IIRC that's what oneOf is for. i.e. a discriminated union / sum type. My experience with oneOf is that tooling support for it is terrible.
- Pxtl 2 years ago
  
  Ah, I didn't realize you could use oneOf with refs or objects, I've only ever seen it used with primitives. Thanks!

mehdix 2 years ago

The article is also a joy to read. Well done.
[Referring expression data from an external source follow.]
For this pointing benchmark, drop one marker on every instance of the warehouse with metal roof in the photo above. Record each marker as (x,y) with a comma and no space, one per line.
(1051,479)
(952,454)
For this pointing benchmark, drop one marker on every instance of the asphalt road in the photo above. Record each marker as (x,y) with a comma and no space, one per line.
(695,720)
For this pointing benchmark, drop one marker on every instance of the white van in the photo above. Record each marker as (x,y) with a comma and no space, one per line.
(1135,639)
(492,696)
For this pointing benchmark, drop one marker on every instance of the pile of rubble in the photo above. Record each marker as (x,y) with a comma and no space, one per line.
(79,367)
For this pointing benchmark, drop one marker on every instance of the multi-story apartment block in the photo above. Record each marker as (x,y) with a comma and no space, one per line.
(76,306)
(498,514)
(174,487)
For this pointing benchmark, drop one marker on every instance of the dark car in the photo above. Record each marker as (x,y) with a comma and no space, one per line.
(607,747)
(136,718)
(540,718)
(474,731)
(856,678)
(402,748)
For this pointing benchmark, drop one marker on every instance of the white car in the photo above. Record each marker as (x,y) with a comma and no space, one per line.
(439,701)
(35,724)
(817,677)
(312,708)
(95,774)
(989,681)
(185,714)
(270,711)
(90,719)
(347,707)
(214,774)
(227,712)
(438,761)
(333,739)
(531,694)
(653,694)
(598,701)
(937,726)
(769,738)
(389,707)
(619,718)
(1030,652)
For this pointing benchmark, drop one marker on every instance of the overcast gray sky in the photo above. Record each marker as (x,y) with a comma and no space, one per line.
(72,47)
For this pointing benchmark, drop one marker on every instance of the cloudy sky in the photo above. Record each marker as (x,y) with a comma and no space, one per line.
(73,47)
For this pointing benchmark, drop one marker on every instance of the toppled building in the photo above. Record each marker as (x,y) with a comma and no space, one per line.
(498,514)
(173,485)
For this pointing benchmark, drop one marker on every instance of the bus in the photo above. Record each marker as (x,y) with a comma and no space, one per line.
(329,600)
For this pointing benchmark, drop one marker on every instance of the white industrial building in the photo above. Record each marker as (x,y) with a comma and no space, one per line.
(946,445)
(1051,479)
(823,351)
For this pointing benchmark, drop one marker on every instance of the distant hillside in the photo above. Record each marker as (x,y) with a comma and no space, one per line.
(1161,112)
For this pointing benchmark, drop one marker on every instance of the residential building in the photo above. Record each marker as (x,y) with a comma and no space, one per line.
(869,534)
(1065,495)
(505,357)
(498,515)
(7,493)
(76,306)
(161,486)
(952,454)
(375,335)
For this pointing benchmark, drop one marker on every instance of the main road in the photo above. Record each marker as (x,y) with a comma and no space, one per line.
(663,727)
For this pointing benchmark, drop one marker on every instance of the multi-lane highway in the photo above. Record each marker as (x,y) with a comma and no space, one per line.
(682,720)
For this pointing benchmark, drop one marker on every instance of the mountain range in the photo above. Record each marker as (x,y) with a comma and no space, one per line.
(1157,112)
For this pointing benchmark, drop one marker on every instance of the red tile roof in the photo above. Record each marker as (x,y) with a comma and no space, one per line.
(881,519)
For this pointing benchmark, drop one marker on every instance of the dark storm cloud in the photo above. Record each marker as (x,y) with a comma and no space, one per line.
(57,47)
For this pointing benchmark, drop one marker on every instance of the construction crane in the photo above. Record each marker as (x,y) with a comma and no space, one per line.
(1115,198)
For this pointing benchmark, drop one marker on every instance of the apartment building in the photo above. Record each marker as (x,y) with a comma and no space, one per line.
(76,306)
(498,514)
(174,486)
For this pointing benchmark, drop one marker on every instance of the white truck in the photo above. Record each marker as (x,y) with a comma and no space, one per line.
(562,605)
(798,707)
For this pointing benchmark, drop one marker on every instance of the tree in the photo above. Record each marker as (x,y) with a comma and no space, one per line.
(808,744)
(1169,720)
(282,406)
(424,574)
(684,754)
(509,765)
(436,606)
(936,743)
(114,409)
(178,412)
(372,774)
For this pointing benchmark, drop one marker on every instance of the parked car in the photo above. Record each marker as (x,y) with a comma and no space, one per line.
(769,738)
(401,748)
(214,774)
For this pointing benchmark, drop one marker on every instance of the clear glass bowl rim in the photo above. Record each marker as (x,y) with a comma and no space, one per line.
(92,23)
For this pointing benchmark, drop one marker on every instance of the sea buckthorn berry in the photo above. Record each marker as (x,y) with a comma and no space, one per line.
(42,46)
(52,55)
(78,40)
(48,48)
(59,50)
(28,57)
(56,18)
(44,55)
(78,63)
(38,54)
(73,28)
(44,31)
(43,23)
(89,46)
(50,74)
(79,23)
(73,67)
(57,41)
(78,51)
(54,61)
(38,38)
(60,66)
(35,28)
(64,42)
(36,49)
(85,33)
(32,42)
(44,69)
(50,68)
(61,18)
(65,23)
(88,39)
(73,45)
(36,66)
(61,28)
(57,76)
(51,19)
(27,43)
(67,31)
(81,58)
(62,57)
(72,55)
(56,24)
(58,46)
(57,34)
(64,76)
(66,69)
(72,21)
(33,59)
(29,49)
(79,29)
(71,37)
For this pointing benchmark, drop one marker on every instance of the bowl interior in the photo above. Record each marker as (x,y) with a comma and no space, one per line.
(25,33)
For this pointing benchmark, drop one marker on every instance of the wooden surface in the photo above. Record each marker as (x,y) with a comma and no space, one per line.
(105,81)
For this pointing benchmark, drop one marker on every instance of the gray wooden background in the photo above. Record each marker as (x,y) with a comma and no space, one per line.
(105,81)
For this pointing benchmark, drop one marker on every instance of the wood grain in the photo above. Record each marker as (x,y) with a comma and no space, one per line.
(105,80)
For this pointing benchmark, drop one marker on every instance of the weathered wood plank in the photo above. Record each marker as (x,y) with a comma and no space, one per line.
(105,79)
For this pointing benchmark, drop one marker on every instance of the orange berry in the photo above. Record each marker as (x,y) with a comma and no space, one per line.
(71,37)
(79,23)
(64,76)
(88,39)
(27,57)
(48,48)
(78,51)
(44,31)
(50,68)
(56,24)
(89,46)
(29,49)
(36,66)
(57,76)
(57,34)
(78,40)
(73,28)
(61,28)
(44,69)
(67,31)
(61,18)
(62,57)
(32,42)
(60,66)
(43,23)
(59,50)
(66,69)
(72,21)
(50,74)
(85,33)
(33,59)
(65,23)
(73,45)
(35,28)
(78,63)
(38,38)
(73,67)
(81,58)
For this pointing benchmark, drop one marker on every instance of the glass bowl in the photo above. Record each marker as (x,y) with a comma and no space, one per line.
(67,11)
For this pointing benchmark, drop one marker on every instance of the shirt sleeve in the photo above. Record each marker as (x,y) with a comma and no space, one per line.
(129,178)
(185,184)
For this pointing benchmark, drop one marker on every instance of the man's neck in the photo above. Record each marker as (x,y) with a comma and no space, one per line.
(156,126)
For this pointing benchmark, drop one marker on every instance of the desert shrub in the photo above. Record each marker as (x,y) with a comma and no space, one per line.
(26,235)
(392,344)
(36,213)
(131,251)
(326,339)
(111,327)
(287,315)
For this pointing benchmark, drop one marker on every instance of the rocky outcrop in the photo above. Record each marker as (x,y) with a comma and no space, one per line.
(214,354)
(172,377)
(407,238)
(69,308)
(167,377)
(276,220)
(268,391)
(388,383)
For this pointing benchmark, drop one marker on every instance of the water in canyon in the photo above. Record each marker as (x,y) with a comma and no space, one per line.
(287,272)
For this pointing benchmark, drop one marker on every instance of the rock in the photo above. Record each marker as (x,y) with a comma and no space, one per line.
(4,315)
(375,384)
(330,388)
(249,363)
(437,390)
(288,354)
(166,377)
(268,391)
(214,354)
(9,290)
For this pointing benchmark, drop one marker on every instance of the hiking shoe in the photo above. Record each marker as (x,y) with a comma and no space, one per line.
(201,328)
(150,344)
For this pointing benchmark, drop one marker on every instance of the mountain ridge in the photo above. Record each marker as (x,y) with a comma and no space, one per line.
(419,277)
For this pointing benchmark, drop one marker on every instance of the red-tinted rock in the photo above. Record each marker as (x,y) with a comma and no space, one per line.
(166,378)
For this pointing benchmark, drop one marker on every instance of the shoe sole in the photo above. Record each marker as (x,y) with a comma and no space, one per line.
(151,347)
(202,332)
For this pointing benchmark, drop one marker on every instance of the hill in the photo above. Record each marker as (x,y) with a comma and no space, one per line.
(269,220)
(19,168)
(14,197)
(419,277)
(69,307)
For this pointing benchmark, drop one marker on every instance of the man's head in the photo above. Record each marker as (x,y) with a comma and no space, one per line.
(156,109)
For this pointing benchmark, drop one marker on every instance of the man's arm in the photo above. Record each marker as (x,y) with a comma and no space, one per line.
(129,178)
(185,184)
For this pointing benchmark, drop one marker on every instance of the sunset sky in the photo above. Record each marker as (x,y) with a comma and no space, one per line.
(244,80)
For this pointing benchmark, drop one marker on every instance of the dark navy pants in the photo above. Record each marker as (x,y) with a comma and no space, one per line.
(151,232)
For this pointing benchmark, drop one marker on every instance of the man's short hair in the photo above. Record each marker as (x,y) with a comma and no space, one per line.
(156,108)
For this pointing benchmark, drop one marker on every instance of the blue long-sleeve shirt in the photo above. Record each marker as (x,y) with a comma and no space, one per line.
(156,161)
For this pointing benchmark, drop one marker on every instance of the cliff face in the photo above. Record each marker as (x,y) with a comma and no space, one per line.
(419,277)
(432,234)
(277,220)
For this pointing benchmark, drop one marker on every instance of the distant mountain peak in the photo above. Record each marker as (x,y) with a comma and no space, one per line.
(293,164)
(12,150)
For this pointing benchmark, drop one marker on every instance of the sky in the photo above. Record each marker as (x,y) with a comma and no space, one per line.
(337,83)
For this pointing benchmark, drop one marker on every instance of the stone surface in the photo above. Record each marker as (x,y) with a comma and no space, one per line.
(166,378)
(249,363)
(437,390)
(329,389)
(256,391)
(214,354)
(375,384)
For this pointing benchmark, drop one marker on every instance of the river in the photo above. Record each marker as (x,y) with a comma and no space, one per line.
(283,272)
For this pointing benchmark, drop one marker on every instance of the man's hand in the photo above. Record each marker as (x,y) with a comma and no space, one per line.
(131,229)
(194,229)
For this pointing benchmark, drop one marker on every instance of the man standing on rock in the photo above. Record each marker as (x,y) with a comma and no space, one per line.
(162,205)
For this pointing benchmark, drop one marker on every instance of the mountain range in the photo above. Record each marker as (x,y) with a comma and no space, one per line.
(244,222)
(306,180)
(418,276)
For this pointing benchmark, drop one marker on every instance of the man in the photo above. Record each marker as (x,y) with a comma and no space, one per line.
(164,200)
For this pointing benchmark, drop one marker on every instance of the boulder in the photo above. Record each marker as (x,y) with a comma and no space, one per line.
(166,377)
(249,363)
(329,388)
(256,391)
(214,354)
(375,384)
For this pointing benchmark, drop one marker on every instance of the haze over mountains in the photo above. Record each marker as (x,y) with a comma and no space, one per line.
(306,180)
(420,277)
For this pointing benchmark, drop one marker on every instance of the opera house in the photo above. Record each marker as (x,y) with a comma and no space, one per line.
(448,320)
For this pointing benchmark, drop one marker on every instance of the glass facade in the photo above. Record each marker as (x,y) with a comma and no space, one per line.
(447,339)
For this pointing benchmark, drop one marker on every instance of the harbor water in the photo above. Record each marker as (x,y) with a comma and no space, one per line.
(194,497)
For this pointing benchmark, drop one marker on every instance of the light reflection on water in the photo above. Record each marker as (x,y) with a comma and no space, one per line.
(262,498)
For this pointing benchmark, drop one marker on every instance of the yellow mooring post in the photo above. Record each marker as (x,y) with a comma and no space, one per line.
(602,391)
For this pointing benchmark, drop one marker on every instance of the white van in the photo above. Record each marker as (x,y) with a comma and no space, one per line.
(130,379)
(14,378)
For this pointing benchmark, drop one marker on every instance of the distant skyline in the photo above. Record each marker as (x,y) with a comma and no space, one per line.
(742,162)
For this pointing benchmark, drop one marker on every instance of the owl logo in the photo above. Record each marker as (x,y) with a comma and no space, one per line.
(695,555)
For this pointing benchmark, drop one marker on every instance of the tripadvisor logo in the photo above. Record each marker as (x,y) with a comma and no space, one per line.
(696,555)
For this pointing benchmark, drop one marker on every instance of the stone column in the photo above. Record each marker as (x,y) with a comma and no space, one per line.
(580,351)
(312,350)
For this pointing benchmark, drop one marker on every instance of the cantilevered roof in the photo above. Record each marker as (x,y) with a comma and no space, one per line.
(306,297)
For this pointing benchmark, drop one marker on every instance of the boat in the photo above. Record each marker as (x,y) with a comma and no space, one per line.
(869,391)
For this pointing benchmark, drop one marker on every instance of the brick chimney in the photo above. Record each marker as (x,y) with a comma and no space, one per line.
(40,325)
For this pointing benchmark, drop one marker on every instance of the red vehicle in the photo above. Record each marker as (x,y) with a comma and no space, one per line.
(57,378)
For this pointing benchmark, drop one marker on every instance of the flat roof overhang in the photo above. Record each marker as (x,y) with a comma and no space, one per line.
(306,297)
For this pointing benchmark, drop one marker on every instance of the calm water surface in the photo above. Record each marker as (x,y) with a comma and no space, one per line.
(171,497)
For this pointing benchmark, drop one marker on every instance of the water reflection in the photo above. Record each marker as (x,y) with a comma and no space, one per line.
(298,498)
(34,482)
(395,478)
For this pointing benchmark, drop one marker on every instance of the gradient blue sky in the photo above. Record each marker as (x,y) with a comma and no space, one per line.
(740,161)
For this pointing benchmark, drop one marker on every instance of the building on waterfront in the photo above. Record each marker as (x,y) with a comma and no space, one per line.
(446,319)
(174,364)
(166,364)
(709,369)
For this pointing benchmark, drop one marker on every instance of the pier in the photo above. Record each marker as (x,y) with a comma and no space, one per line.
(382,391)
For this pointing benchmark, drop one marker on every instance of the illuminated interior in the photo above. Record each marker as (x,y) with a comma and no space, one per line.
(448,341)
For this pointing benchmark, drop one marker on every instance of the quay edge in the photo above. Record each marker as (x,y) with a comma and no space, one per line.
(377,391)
hhthrowaway1230 2 years ago

Ah yeah super nice always wanted schema support in progress love to see them hammering away on top of the solid foundation of postgres

Kydlaw 2 years ago

> 2022-08-19

Has anyone tried it? Any feedback on it?

wendyshu 2 years ago

It works just fine but it will only give a boolean value valid/invalid, it won't tell you why it's invalid.

korijn 2 years ago

So how do you apply this in the real world when dealing with schema versions and database migrations?

dtech 2 years ago

You could add a schema_version column and use one constraint per schema version. It will only be per major version, if the schema is backwards compatible there's no problem.
willmeyers 2 years ago

Add a new constraint that supports the new schema version, migrate json columns to conform to new schema as need be, and then drop old constraint. This assumes your schema is backwards compatible. If it isn't I would probably not use a DB constraint and just handle everything on the application layer.
- alexvoda 2 years ago
  
  If the schema is not backwards compatible it either means you will have to do a data migration or it means you want to keep track of the schema version along with the data. In both cases it is much easier if the json columns are split off into a separate table.
- korijn 2 years ago
  
  Thanks, that makes sense.

anonu 2 years ago

well written article and looks like a great extension. However, my only issue with JSON Schema is that it becomes unsupportable once your JSON objects get too big: to many keys or too many items in an array for example. If you are looking to find "where" the issue is in your JSON object, most schema validators don't provide enough guidance, they just say "something is wrong" as it appears this one does.

marwis 2 years ago

The detail error from example is pretty awful and missing any useful detail. Is it the limitation of the jsonschema library?

naedish 2 years ago

This is interesting. Would be curious to see if this can replace pydantic for specific cases.

kkirsche 2 years ago

With pydantic’s funding, it wouldn’t surprise me if they enter this space themselves (the company side not the existing python library side)
Funding Ref: https://pydantic.dev/announcement/

rapfaria 2 years ago

Wouldn't you wanna save the json even if the structure is incorrect?

rco8786 2 years ago

If you want that behavior, just don't use json schema.

raydiatian 2 years ago

This looks rad.

roenxi 2 years ago

I can see some technical advantages to supporting JSON schema directly; but I suspect most people will be using this extension because SQL is really ugly and they don't want to use it to set up their schemas in pg proper.

It says a lot about how weak the SQL syntax is. An extension to replace CREATE TABLE with a JSON schema construct would be wildly popular.